Projektion für einen möglichen Wahl-Ausgang
Für die kommende Wahl scheint sich das für die EVP noch nicht auszuzahlen, wie eine Projektion des „(europäischen) Föderalist“ zeigt, die Ergebnisse aus Nationalen Umfragen und Wahlergebnissen aus allen Mitgliedstaaten bis Anfang Juli 23 auswertet und zusammenführt.
Nach dieser Projektion könnten sich die beiden stärksten Fraktionen im EU-Parlament, die EVP (von bisher 166 auf 160 Sitze) und die Fraktion der Sozialdemokraten und Sozialisten, S&D (von bisher 143 auf dann 136) mit nur leichten Verlusten relativ stabil halten. Renew, der Zusammenschluss der Liberalen, rutscht von 101 auf 94 Sitze.

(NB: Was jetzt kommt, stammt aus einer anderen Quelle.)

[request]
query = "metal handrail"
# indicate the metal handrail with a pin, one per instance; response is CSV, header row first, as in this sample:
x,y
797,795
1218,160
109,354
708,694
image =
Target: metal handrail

Deutlicher Verlierer der kommenden Wahlen könnte die Fraktion der Grünen und Regionalparteien (Grüne/EFA) sein. Die bisher viertgrößte Fraktion im EU-Parlament verlöre demnach 24 ihrer Sitze (von jetzt 72 auf 48) und müsste sich hinter EKR und ID auf Platz sechs einreihen. Linke und Kommunisten könnten, gemessen am Beginn der Wahlperiode, leicht hinzugewinnen (jetzt 37 auf 41 Sitze).

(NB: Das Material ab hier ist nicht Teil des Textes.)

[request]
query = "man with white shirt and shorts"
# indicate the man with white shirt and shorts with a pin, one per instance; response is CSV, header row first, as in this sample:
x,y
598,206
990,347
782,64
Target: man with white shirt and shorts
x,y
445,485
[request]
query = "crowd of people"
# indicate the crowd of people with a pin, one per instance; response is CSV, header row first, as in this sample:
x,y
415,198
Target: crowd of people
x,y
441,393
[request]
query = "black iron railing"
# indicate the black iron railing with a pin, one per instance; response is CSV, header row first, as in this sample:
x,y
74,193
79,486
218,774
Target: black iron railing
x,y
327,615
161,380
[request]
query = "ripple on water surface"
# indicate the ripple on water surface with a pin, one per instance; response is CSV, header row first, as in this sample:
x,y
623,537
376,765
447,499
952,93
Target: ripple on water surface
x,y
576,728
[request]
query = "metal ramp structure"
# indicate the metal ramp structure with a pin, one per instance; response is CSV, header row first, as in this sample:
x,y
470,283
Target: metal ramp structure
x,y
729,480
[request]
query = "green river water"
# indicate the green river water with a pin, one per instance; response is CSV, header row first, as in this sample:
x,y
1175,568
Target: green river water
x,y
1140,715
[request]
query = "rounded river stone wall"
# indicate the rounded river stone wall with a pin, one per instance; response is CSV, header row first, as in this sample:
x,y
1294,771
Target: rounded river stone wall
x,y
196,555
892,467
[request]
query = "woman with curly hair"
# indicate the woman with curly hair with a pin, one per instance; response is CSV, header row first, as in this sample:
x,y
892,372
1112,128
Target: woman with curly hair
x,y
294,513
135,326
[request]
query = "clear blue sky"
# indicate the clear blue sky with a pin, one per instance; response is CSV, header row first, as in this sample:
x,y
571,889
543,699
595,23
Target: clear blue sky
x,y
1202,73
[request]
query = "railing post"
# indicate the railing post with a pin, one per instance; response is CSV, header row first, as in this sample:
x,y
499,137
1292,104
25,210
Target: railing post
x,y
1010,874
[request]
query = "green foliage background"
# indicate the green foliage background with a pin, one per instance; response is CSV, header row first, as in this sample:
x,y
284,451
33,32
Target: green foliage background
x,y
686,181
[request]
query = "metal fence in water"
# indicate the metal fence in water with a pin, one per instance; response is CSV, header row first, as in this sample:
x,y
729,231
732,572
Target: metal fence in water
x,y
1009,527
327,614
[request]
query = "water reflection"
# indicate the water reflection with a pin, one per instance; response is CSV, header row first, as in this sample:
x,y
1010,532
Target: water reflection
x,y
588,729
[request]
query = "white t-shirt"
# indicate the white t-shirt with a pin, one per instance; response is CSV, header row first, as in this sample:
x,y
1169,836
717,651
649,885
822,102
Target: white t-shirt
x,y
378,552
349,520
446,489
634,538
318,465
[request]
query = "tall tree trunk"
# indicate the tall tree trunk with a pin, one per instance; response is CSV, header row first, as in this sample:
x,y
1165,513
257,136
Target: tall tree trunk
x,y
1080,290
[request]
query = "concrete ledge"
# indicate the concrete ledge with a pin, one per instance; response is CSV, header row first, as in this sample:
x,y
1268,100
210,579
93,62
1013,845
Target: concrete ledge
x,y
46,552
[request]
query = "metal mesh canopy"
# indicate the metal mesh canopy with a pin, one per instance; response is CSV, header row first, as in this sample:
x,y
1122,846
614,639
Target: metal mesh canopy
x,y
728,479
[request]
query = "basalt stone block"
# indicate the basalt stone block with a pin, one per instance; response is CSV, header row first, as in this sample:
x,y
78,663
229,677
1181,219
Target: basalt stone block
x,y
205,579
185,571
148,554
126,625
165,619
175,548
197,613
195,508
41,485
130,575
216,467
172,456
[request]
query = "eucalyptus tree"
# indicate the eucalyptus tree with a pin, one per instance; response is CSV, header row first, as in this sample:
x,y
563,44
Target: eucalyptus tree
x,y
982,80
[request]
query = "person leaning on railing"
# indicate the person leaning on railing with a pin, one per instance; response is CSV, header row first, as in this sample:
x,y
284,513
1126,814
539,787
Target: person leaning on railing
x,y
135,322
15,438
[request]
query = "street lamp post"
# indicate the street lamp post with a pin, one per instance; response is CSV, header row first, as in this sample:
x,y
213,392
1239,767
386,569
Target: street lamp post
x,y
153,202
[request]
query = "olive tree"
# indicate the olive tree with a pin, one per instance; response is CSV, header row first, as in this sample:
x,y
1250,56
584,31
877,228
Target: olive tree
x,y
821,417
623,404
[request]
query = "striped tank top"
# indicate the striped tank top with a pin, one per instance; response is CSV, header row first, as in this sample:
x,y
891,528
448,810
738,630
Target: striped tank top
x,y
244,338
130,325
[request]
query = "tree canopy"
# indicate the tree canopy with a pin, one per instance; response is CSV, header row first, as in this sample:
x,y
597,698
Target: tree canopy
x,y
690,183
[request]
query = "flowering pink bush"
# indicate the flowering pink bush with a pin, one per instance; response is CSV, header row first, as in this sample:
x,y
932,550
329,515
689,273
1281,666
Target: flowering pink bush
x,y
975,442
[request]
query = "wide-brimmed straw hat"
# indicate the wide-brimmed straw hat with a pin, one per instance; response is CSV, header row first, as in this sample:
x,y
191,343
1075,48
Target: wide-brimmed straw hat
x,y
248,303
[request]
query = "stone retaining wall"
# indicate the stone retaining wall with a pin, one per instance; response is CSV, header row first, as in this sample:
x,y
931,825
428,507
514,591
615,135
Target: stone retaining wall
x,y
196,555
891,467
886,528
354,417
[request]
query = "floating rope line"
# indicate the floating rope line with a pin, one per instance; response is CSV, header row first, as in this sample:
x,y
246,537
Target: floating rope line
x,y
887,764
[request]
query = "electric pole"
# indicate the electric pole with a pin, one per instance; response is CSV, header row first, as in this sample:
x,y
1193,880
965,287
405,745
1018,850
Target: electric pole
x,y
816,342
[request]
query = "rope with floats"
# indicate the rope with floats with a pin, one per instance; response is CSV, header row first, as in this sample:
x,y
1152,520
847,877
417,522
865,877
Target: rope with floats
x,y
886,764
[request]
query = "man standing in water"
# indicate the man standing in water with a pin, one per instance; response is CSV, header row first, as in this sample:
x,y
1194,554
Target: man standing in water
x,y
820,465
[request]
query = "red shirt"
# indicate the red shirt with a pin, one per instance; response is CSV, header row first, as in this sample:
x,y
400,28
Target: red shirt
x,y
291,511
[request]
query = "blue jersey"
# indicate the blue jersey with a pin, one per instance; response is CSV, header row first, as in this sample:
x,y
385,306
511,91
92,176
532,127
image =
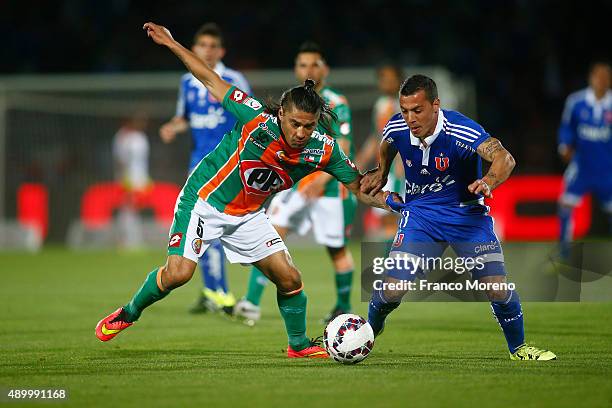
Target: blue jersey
x,y
585,126
208,121
437,176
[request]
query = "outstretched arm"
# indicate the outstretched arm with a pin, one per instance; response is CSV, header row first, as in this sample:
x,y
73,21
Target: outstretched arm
x,y
216,86
374,180
502,164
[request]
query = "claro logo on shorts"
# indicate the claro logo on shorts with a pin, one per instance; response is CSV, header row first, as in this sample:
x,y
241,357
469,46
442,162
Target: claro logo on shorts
x,y
175,240
273,241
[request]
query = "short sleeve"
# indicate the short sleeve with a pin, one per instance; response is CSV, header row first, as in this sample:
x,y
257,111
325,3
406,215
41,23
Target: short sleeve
x,y
244,107
341,167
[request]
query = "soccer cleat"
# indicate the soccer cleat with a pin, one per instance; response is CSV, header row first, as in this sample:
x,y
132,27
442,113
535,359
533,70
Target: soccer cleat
x,y
313,351
247,311
526,352
336,311
111,325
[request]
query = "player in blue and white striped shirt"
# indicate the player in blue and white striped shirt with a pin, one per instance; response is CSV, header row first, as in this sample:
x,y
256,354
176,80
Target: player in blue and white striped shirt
x,y
200,112
585,143
444,203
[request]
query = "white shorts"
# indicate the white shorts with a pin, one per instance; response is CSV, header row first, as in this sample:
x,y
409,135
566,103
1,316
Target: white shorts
x,y
245,239
325,215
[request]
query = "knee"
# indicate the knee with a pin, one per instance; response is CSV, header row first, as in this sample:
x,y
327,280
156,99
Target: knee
x,y
289,282
176,273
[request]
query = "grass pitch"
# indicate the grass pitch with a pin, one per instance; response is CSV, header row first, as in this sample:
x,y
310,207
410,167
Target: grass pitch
x,y
432,354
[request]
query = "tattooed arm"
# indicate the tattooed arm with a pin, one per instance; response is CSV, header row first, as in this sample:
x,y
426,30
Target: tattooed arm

Zuwächse können laut der Projektion hingegen EKR (von jetzt 66 auf 79 Sitze) und ID von 62 auf 70 Sitze erwarten. Verstärkung könnten sie darüber hinaus von neuen oder bisher fraktionslosen Parlamentariern bekommen. Die EKR mit Éric Zemmours Partei Reconquête aus Frankreich, die aller Voraussicht nach ins EU-Parlament einziehen wird, und die ID mit Kandidaten der ungarischen Regierungspartei Fidesz, die derzeit als Fraktionslose im EU-Parlament sitzen. Damit kämen beide nahe an die liberale Renew-Fraktion heran. Würden sie sich zusammenschließen, hätten sie laut dieser Analyse sogar gute Chancen, mit EVP und S&D um den Platz als stärkste Fraktion im Parlament zu ringen.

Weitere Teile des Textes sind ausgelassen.